Define the third object buildThe “every minute” object gets the same treatment as number 3 in the build order. Don’t forget the Start Build and Delay settings in the Drawer.

Build settings for the fourth object.

The last object, “ALWAYS”, is selected and set up with the Dissolve effect and the timings are set. Click on the Play button in the toolbar to view the entire presentation and check how your effects work. Try other effects until you’ve got your card set up the way you want it.

Add background music

Of course I’m going to include background music for my card. I found the perfect 30-second clip of royalty-free music in the Vimeo Music Store. This one is Gentle Harp by Jack Waldenmaier and cost me a whopping $1.99. Drag the music file (a .wav file in this case) into the Soundtrack box on the Audio pane in the Inspector and set it to play once. After the Keynote presentation has been saved, I hit the play button to play the slideshow. My original timing was about 3 seconds short of the 30-second music clip so I adjusted the timing of each of my effects to stretch them out a bit longer until everything was just right. Once everything was the way I wanted, I saved the presentation again.
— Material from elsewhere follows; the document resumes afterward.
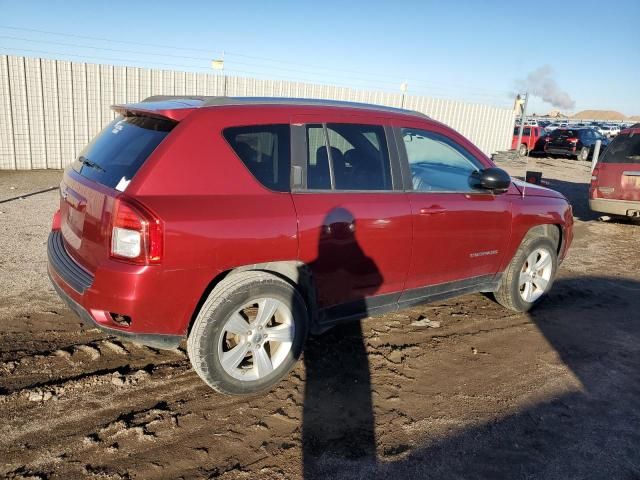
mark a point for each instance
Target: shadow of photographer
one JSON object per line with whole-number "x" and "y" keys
{"x": 592, "y": 323}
Now, to turn this presentation into a movie file. From the File menu, choose the Record Slideshow command then sit back and watch your masterpiece do its thing. When the presentation is finished, click anywhere on the screen to complete the recording. Choose the File > Export > Quicktime command and when the Quicktime settings panel appears (example below), choose your Formats option (I chose Full Quality, Large in this example) and uncheck the “Include the slideshow recording” option, then click the Next button.

Export the recording as a movie

You’ll be asked to name and define where to save the resulting movie file. A small popup window appears to show the progress of the export function. When it goes away, your ecard video is complete. You can open and view it in Quicktime. Quicktime also includes functions (File > Share command) to email your creation or upload it to Facebook, Flickr, YouTube or Vimeo.

That’s the basics for creating your own ecard. Cruise Hallmark or your favorite ecard platform for design inspiration, then see if you can’t create your own.